Ben then took his fingers gingerly. ‘Is there anywhere on your body that isn’t scarred and battered?’
Aleksey quirked his lip. ‘My brain? That’s actually been…getting better recently.’
The illumination of Ben’s grin would have taken away any pain. Ben knew who was responsible for the improvement in his thinking.
‘So, they take the homeless men somewhere, do something to them that either drives them mad or causes them to self-harm…’ Ben drew his fingers in illustration down his face. ‘And take them back to where they found them and kill them. Stage it to look like accidents. Have I got that right?’
Aleksey nodded.
‘Okay. Why? What the fuck for? What the hell is this all about?’
‘There’s another question too. Remember what Lee said: far fewer of his community were left. That’s what Harry observed, too. That’s what he actually took note of and was curious enough about to tell the moron.’
‘So, what, they’re…not all actually getting brought back?’
‘That’s what I’m assuming, yes. I think those may have been the…lucky ones.’
‘Jesus.’
‘There are many things I could add to my list of possible fates for them. They could have been forced into pits to fight dogs. That would explain those facial wounds, no? In Russia it would be bears.’
Ben’s expression made him add swiftly, ‘These things happen. We have not come so far from being baying crowds in a Roman arena. Now we just film such things and put it up for clicks and likes on the dark web. Maybe they were forced to fight each other—last man alive wins. Many of them are chronic drug and alcohol abusers and would do anything for money to feed those addictions. They are often mentally ill or confused. People making content for videos pay them to injure themselves. All this is possible.’
Ben muttered sceptically, ‘I don’t think those men were vloggers. They looked more like homeless themselves.’
‘Yes. An easy enough look to acquire though. We did a pretty good job ourselves tonight of blending in.’ Ben finished with his hands, and he drew them back and pulled his other, newer, phone over. He checked the time. Five a.m. He left a text for Peyton to contact him when he got up. Surprisingly, he got one back straight away. Apparently the big man was eighty hours intoDragon Age: Inquisition. Aleksey was none the wiser after this information but messaged back with his instructions, and the licence plate number he’d got from the van. He showed it to Ben first for confirmation. Ben nodded and he sent it.

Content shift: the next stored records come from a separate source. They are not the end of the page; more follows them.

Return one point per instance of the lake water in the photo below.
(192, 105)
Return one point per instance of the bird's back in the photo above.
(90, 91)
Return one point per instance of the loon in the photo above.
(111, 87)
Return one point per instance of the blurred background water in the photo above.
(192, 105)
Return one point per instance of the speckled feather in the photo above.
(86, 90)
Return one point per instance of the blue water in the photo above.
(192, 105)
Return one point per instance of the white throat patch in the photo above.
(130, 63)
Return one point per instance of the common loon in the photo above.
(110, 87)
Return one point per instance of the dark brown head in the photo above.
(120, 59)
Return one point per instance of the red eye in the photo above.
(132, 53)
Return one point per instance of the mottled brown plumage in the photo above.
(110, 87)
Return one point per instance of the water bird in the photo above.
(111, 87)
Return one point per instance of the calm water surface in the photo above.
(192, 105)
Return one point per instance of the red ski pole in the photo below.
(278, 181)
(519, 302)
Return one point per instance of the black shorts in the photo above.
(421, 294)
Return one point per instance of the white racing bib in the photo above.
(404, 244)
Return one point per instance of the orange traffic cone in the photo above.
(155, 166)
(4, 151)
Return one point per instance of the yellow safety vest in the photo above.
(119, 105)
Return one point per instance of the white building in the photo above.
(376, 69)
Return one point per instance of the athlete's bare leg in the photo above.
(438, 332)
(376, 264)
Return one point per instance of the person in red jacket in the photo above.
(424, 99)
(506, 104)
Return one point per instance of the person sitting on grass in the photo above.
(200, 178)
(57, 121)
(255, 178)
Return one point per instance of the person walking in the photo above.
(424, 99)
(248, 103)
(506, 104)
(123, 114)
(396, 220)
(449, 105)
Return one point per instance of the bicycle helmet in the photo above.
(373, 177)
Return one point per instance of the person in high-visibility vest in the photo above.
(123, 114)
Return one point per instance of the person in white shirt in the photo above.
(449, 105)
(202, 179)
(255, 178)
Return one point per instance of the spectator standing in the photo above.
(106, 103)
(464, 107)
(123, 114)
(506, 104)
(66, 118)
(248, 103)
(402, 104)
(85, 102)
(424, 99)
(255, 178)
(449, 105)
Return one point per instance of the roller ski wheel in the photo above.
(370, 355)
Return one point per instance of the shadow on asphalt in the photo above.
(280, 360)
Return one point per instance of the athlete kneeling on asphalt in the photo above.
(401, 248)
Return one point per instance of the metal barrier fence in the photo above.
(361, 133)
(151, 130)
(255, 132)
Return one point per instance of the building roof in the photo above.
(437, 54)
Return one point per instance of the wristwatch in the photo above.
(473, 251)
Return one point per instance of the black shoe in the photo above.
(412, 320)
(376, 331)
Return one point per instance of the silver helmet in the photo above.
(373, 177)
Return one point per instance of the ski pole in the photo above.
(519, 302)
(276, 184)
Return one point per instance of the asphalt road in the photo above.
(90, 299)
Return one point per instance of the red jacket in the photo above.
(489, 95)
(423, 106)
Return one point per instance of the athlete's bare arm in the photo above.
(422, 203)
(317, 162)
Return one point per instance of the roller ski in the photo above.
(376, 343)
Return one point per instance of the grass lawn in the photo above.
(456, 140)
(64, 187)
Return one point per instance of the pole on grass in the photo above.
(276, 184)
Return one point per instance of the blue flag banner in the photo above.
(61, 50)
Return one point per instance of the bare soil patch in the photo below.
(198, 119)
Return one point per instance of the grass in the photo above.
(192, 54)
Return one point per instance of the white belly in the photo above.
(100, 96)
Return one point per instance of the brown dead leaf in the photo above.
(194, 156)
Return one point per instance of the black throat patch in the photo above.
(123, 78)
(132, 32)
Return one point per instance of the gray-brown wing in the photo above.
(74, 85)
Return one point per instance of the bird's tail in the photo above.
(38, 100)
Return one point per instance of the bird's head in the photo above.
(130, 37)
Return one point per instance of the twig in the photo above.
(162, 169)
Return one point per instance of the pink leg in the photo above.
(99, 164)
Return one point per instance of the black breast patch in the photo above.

They leaned back at the same time.
‘I think they had plied him with a lot of alcohol, Ben, or he was high. He was not entirelycompos mentis. It might have helped him a little. At the end.’
‘They were ex-army. You clocked that too, didn’t you.’
Aleksey nodded. It had not been a question. It hadn’t needed to be. Of course he’d seen what Ben had: the swift calm of their actions; the silent coordination through hand signals; the laying out of the kit. Even they way they had held themselves physically.
It was only as he was falling asleep later that night, Ben breathing quietly alongside him, that he remembered someone had been talking about an army unit with him only recently. It was possibly the conversation he’d had with Ben about the artillery ranges on Benbecula, but somehow he didn’t think so.